Unexpected behaviour while vtuning inlined and IPOed code

Jozsef_K_ · ‎03-06-2016

Dear Forum members,

I have encountered some unusual behaviour in VTune displaying the time spent in various subroutines inlined by IPO. I managed to reproduce my problem in a simple example using ifort version 16.0.1 and VTune Update 1 (build 434111):

test.f90

PROGRAM test
  USE m1
  IMPLICIT NONE

  INTEGER, PARAMETER ::no_repeats = 100
  INTEGER, PARAMETER :: n = 100000000
  INTEGER :: repeat, i
  REAL :: gamma, delta, epsilon
  REAL, DIMENSION(:), ALLOCATABLE :: a, b, c


  ALLOCATE( a(1:n) )
  ALLOCATE( b(1:n) )
  ALLOCATE( c(1:n) )

  a = 1.0
  b = 1.0
  c = 2.0

  DO repeat = 1, no_repeats
    DO i = 1, n

      epsilon = b(i)
      CALL sub1( i+1, epsilon, gamma )
      epsilon = c(i)
      CALL sub1( i+2, epsilon, delta )
      a(i) = a(i) + gamma * delta
    ENDDO  ! n
  ENDDO    ! repeat

END PROGRAM test

sub2.f90

MODULE m1
  IMPLICIT NONE
  CONTAINS

  SUBROUTINE sub1( k, alpha, beta )
    IMPLICIT NONE

    INTEGER, INTENT(IN) :: k
    REAL, INTENT(IN) :: alpha
    REAL, INTENT(OUT) :: beta


    IF( MOD( k, 10 ) == 0 ) THEN
      beta = 4.0 * alpha
    ELSE
      beta = 2.0 * alpha
    ENDIF

  END SUBROUTINE sub1

END MODULE m1

compile.sh

#!/bin/sh

ifort -c -no-vec -O3 -ipo -debug full sub1.f90
ifort -c -no-vec -O3 -ipo -debug full test.f90
ifort -no-vec -O3 -ipo -debug full sub1.o test.o -o test

After running this program under VTune, the Top-down window shows plausible results, both instances of the inlined subroutine sub1 are assigned similar runtimes:

However, if I open the source code of "test" to check the time consumption of the various inlined instances of sub1, all time (0.188s) is assigned to the second inline instance:

This is confirmed by checking the stack information on the right hand side of the screen, where both "contributions" are assigned to line 26 of test.f90:

,

Moreover, when I check the assembly code and the times assigned to the machine instructions, all instructions belonging to both instantiation of sub1 seem to have some reasonable timings, but the lea at 0x40284d is attributed all time of both subroutines (0.188s; I do understand that the assembly level information is not necessarily precise due to the stochastic nature of this kind of performance testing and not using hardware counter based methods, but I still think it is a sign of something going to the wrong way):

Overall, my problem is that I can not check the time consumption of the individual instances of the inlined subroutines.
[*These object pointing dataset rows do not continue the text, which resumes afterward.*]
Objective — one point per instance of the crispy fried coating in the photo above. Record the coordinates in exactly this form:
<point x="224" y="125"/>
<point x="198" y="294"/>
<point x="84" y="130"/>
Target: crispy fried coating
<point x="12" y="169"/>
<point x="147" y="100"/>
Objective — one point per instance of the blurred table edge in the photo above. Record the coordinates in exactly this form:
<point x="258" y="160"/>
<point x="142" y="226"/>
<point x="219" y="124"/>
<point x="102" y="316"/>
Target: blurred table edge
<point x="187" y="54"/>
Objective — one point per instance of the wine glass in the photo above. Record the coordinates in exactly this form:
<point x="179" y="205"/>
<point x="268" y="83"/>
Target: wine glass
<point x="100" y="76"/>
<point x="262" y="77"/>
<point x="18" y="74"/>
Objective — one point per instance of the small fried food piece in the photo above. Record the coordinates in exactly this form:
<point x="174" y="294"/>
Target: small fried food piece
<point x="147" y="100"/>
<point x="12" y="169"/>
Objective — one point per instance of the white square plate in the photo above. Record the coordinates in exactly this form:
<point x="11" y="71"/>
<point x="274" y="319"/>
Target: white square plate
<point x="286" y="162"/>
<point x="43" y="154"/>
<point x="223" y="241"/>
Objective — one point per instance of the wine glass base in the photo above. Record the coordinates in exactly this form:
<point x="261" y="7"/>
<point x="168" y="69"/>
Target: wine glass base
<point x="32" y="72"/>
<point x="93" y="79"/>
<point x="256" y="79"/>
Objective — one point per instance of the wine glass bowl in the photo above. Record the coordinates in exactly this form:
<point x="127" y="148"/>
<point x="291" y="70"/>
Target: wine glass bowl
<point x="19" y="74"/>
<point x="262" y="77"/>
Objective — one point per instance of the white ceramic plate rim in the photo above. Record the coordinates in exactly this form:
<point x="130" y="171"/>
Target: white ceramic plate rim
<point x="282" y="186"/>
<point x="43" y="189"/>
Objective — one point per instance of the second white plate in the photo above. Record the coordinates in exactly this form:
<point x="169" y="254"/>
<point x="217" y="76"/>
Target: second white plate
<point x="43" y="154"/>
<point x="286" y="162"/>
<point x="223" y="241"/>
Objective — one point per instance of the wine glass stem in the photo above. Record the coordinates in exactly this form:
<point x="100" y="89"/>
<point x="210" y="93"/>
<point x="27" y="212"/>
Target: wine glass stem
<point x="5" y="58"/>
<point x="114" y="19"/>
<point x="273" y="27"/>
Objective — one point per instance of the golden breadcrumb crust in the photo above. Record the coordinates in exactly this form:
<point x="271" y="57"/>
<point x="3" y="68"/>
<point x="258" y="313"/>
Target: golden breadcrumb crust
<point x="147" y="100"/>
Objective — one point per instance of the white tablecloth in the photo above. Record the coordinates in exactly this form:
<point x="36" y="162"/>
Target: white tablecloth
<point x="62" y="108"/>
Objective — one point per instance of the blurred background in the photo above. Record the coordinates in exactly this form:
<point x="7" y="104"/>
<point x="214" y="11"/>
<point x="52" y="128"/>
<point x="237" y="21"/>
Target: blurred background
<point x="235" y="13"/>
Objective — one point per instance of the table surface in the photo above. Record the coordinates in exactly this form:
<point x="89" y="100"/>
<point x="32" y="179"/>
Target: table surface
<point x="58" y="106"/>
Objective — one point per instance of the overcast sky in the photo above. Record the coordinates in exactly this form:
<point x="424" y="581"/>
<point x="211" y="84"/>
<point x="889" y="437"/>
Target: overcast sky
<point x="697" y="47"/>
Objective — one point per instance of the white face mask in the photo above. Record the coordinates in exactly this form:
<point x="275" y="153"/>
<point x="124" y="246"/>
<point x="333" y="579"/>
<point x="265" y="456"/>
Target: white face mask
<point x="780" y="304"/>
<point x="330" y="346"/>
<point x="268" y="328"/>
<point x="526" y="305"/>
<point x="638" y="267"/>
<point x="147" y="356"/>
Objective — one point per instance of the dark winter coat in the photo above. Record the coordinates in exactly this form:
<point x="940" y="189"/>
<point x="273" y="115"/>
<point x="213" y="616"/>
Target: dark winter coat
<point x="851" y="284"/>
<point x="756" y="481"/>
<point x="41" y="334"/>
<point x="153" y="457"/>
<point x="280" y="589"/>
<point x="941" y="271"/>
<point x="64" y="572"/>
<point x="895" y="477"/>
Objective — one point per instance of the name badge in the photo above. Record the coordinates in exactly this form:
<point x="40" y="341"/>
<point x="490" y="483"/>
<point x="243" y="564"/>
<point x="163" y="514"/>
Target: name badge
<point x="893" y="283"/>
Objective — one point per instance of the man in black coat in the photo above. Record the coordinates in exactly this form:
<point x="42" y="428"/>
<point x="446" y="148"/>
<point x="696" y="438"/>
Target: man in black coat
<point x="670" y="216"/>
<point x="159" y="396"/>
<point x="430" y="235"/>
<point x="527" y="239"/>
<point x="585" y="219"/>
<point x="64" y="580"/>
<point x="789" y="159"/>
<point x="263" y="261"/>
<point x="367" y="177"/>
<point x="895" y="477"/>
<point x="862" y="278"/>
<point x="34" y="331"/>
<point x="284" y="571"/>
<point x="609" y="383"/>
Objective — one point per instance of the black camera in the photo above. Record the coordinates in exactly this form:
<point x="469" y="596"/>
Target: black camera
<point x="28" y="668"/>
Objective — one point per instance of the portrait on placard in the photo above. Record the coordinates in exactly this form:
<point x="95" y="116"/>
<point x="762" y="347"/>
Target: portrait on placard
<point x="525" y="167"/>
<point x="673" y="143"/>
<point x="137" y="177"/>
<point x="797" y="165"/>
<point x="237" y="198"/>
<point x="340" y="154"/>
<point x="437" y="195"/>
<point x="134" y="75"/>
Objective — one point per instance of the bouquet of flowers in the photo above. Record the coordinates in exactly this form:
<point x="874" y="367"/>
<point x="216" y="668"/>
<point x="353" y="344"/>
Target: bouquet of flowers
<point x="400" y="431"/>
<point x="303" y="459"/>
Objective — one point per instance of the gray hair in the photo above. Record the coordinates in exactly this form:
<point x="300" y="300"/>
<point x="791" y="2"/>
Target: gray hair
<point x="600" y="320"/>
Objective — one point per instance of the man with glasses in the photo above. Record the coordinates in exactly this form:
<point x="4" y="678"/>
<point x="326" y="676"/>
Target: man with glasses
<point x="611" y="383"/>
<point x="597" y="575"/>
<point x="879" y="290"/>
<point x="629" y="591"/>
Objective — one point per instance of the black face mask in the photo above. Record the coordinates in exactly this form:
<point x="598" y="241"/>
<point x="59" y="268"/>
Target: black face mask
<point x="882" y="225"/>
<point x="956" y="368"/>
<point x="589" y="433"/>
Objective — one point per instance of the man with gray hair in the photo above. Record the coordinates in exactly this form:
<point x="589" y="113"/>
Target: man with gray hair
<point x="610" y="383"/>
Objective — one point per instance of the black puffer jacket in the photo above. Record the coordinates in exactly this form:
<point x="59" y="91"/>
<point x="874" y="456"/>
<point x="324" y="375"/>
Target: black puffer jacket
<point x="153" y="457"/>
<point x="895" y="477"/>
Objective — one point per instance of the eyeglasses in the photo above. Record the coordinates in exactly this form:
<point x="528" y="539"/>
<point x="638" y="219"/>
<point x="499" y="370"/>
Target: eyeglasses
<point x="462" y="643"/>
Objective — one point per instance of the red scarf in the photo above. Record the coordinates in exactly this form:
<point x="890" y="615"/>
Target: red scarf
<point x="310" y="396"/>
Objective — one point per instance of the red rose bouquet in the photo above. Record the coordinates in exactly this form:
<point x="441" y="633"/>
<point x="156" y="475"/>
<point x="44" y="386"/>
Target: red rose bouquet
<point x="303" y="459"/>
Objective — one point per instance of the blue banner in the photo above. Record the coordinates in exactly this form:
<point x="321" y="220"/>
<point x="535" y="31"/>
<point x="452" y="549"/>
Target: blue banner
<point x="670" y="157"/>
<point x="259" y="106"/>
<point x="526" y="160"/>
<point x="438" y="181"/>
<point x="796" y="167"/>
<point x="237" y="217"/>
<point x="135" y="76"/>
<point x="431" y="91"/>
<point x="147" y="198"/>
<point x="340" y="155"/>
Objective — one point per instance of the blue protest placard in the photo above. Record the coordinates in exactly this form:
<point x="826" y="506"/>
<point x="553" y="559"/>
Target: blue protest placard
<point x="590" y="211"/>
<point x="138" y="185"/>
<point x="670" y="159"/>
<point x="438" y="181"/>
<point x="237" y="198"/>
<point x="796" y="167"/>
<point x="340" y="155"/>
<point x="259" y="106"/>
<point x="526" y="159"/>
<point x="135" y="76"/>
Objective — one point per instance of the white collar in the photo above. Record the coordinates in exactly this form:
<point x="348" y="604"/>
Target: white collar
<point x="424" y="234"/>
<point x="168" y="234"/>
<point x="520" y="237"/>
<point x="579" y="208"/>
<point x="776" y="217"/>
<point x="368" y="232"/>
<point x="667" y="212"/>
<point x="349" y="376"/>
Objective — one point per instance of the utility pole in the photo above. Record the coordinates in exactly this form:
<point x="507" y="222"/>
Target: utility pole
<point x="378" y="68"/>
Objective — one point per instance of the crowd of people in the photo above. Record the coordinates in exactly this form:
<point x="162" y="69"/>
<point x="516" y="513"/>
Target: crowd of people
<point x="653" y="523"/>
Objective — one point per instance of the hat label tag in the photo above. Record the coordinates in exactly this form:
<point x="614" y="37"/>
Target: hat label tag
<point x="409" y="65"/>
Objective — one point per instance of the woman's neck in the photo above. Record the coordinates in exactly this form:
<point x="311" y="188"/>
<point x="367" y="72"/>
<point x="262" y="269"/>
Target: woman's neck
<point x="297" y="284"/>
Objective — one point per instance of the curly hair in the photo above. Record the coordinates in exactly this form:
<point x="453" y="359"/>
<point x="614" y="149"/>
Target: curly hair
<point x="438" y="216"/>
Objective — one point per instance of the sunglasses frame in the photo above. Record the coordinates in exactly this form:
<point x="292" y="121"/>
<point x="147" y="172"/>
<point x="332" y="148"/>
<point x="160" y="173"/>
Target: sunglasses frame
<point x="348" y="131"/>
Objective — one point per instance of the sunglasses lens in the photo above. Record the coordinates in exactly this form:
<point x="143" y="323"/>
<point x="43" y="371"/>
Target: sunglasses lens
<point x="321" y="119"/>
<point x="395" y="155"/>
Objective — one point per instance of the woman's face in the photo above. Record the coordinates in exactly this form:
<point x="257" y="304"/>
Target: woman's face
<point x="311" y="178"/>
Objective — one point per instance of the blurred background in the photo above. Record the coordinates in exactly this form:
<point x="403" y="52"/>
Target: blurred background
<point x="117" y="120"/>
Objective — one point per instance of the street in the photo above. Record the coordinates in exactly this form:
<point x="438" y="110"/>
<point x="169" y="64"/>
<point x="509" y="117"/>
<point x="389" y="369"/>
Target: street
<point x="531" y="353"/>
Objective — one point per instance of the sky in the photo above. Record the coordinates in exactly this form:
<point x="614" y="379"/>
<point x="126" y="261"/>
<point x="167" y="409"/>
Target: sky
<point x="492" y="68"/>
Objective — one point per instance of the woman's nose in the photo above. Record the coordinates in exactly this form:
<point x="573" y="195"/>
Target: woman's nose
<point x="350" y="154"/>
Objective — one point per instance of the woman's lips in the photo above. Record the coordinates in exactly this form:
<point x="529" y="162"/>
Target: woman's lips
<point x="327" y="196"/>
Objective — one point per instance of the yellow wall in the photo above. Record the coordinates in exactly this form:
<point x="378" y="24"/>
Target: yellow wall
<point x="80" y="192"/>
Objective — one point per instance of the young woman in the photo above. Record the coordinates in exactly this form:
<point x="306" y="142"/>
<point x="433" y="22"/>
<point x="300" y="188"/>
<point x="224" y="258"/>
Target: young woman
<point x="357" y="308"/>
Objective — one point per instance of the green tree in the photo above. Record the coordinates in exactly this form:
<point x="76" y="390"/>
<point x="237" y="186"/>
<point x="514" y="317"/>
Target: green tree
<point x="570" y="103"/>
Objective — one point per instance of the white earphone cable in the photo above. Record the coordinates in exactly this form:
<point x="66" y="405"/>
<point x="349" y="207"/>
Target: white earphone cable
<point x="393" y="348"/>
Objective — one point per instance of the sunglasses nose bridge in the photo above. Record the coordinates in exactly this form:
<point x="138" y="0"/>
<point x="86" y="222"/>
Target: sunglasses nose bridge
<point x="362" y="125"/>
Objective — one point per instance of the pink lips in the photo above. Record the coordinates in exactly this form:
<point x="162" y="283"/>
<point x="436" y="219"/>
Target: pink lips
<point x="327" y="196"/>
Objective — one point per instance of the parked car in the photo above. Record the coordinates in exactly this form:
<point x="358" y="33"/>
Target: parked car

The whole phenomenon can not be blamed on the fact that VTune sometimes attributes the time of an instruction to an other instruction nearby, often one or few instructions later, since inserting some complicated code after line 24 does not change the timings of sub1 and sub2. I have the impression that VTune is booking the time of the inlined code to the wrong place. A possible workaround would be to manually create a second copy of sub1 called sub2 and inline them separately. However, this is not working since the time of both sub1 and sub2 will be attributed to sub2. Furthermore, in a real program (a heavily inlined spagetti of some 100000 Fortran lines with OpenMP involved) this isn't feasible since the inlined subroutines are not small and their full call tree ,i.e. all called subroutines would have to be duplicated (triplicated, quadricated ...).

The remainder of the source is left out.